Young-Jun Jeon et al. Nat Commun.

Abstract

Non-small cell lung carcinoma (NSCLC) is leading cause of cancer-related deaths in the world. The Tumor Suppressor Candidate 3 (TUSC3) at chromosome 8p22 known to be frequently deleted in cancer is often found to be deleted in advanced stage of solid tumors. However, the role of TUSC3 still remains controversial in lung cancer and context-dependent in several cancers.

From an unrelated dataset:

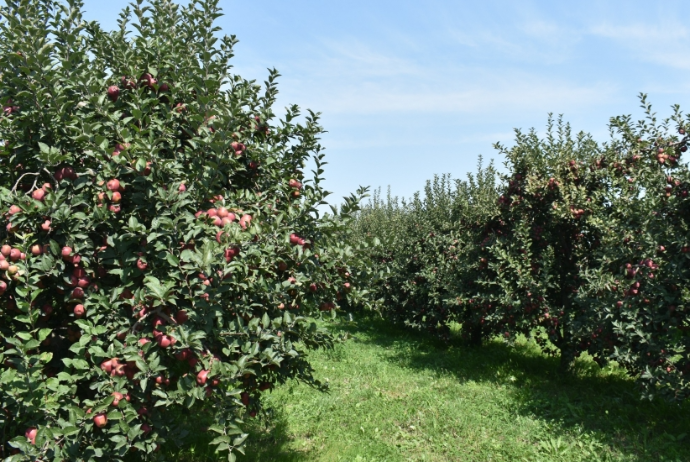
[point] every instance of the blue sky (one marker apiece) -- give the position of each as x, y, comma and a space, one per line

Here we propose that miR-224/-520c-dependent TUSC3 deficiency enhances the metastatic potential of NSCLC through the alteration of three unfolded protein response pathways and HRD1-dependent ERAD. ATF6α-dependent UPR is enhanced whereas the affinity of HRD1 to its substrates, PERK, IRE1α and p53 is weakened. Consequently, the alteration of UPRs and the suppressed p53-NM23H1/2 pathway by TUSC3 deficiency is ultimately responsible for enhancing metastatic potential of lung cancer. These findings provide mechanistic insight of unrecognized roles of TUSC3 in cancer progression and the oncogenic role of HRD1-dependent ERAD in cancer metastasis.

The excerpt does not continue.